Economic assessment can be linked with participatory approaches and demand assessment, and can focus on women’s issues and broader health/livelihood effects of water use. Good economic assessment that reinforces IWRM demands a clear understanding of the direct and indirect impacts of proposed projects. It is a tool that identifies external impacts and equity (i.e. who pays and who reaps the benefits) as well as efficiency. Economic assessment tools can be highly effective in changing the culture of water managers and increasing public awareness of IWRM. As such they may be termed social change agents (C4).

Lessons learned

When used seriously and consistently, economic assessment can provide an objective way of choosing the best water projects. But it can also be used cynically, e.g. to satisfy external funders, or to window-dress a pre-chosen project. Other problems include:

  • The "technocratic" nature of CBA or CEA, and the use of a single number or single criterion to choose among complex projects;
  • Technical disagreement among practitioners (e.g. on which discount rate to use, on defining the "without case scenario", or the inclusion of environmental costs and benefits);
  • Its use is not compulsory and its findings are not upheld by any legal requirements (in contrast with environmental assessment).

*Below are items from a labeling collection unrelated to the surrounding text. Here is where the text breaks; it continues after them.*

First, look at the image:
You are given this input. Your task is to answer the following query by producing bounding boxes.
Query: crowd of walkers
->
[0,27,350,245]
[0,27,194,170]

The following are preconditions for the usefulness of economic assessment:

  • Politicians and senior administrators are committed to its serious use in selecting public investments;
  • A suitable guidance manual is available for sector professionals, responsible officials and consultants employed (capacity building, B2);
  • The policy context is conducive to the selection and successful operation of projects (see A1);
  • A range of options exists, sufficiently different to give a real choice (using IWRM), and are compared consistently. Assumptions and the ‘without project scenario’ should be realistic, to avoid casting the project in an artificially favourable light;
  • Spurious accuracy is avoided; ‘it is better to be approximately right than precisely wrong’.